Durante décadas, o Walmart se manteve numa marcha constante para construir cada vez mais lojas em todo o território americano, esmagando os mercados locais e as lojas de departamentos com seus preços mais baixos. Mas, atualmente, há uma loja do Walmart dentro de um raio de 15 quilômetros para 90% da população dos Estados Unidos, o que significa que não há mais espaço para muita expansão.

Empresa historicamente frugal que se envolveu em poucos acordos, o Walmart está agora gastando bilhões na busca por novos mercados no exterior e novos segmentos demográficos, reforçando também suas ofertas de produtos perecíveis.

O Walmart começou a criar uma aliança global de varejistas e empresas de tecnologia que têm a Amazon como rival em comum. A empresa fez parceria com o Google para as compras online, enquanto a Microsoft ficará com parte da Flipkart, dividindo-a com o Walmart.

Scott Mushkin, analista de varejo da firma Wolfe Research, disse estar preocupado com a sabedoria da decisão da Walmart de atacar os redutos da Amazon.

“Eles parecem um pouco obcecados com a concorrência da Amazon", disse ele.

Para o diretor executivo do Walmart, Doug McMillon, a Índia é a fronteira dourada do varejo digital. O país abriga 443 milhões de jovens da geração do milênio, e a difusão dos smartphones deve dobrar nos próximos três anos.

“Quando nos afastamos um pouco, observamos o mundo e analisamos as condições dos diferentes países, como tamanho, taxa de crescimento e potencial, simplesmente não há outras oportunidades como essa”, disse McMillon.

Os investidores não partilham do entusiasmo dele.

O Walmart está implorando pela paciência de Wall Street. A empresa está reorganizando seus negócios internacionais para liberar dinheiro e recursos com o objetivo de manter o foco nos mercados de maior crescimento, deixando para trás aqueles menos promissores.

Em abril, o Walmart concordou em vender uma grande participação na rede britânica de mercados Asda para a rival J. Sainsbury.

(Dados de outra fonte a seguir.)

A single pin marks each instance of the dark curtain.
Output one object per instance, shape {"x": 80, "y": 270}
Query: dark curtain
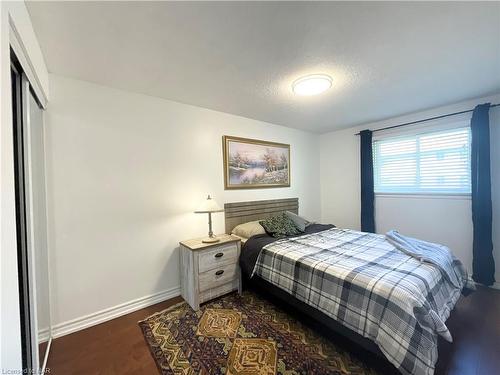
{"x": 483, "y": 265}
{"x": 367, "y": 194}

O acordo vai gerar cerca de US$ 3,7 bilhões e aliviar a pressão sentida pelo Walmart no sentido de aumentar seus negócios no ramo dos mercados britânicos, onde a empresa enfrenta intensa concorrência das lojas de preços baixos.

No Japão, o Walmart vendeu lojas e criou uma parceria com a Rakuten, líder local do comércio eletrônico, incluindo a oferta de um serviço de entregas para compras de supermercado feitas online.

Na China, o Walmart está aprofundando seus laços e comprando uma pequena participação na JD.com, que concorre com a Amazon e com a gigante chinesa do comércio eletrônico Alibaba.

Mas o Walmart terá de gastar bilhões para transformar a Flipkart num negócio lucrativo.

A maior aposta do Walmart para os compradores urbanos foi o investimento de US$ 3 bilhões na aquisição da Jet.com, site de comércio eletrônico que oferece uma variedade de produtos e serviços, em agosto de 2016. Mas, no trimestre passado, analistas afirmaram que o crescimento da Jet tinha perdido o fôlego e a empresa disse que concentraria seus esforços na busca por novos clientes por meio do seu site principal, Walmart.com.

“Boa parte dos esforços para crescer o comércio eletrônico são voltados para atrair um público de renda mais alta”, disse Mushkin. “O problema é que a marca Walmart nem sempre é bem recebida.”